Molecular docking of the OSCC targets with their respective phytochemicals revealed strong binding interactions. The highest binding energies were observed for the MMP9–Geranyl butyrate, PTGS2–Ledol, and ESR1–(-)-Globulol complexes. Geranyl butyrate and Ledol were also found to interact with MMP2 and ESR1. Similarly, ESR1 was targeted by multiple compounds, including Widdrol, Oleanolic acid, Linalool, alpha-Pinene, beta-Pinene, beta-Caryophyllene, and 6-epi-beta-bisabolol. All these compounds exhibited strong binding interactions with the OSCC targets (Table 1).
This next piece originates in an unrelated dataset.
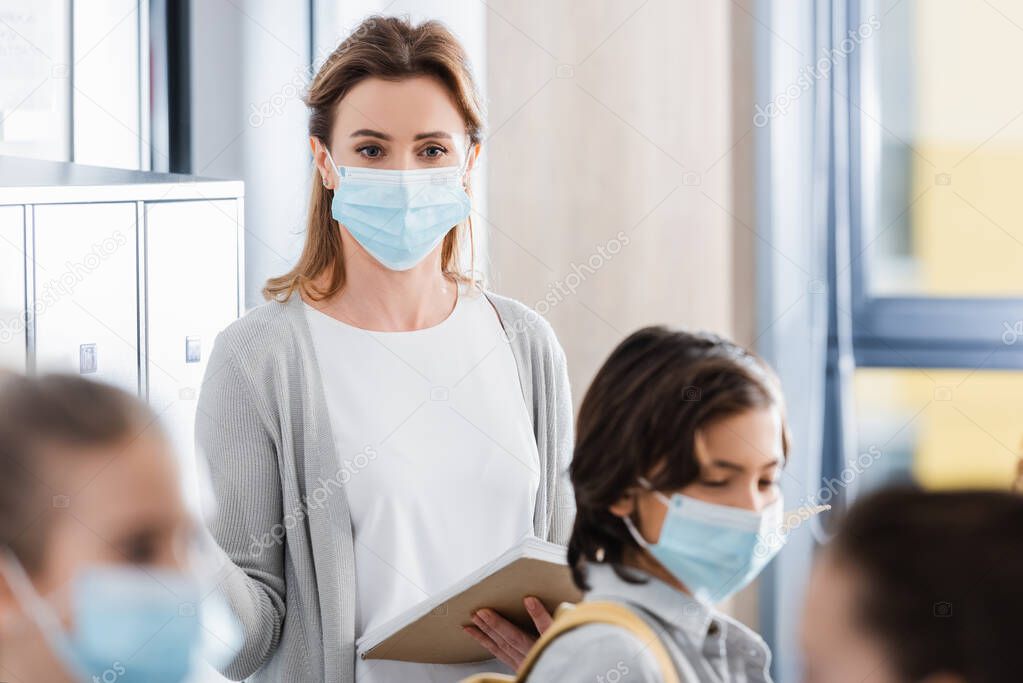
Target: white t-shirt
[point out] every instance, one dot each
(442, 466)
Metalloproteinases (MMP2 and MMP9), which play a major role in degrading ECM to facilitate tumor metastasis in OSCC, were effectively targeted by the compounds of S. cumini. MD simulations were performed for the top three protein–ligand complexes to assess their binding stability. The MMP9–Geranyl butyrate complex exhibited stable and low RMSD values, indicating greater stability. RMSF analysis revealed less flexibility across major residues, while Rg confirmed the compactness of the complex. SASA analysis also confirmed that the ligand-bound complex had a more stable conformation with less solvent exposure (Figure 6). The PTGS2–Ledol complex exhibited lower RMSD values, indicating a more stable form than the Apo structure. RMSF analysis showed that the complex had less flexibility compared to its Apo form. Additionally, Rg and SASA analyses revealed that the complex attained a more compact and stable conformation, as evidenced by its lower Rg and SASA values (Figure 7). In the ESR1–Globulol complex, RMSD, RMSF, Rg, and SASA analyses revealed that both the complex and the Apo form exhibited similar fluctuations throughout the simulation period (Figure 8).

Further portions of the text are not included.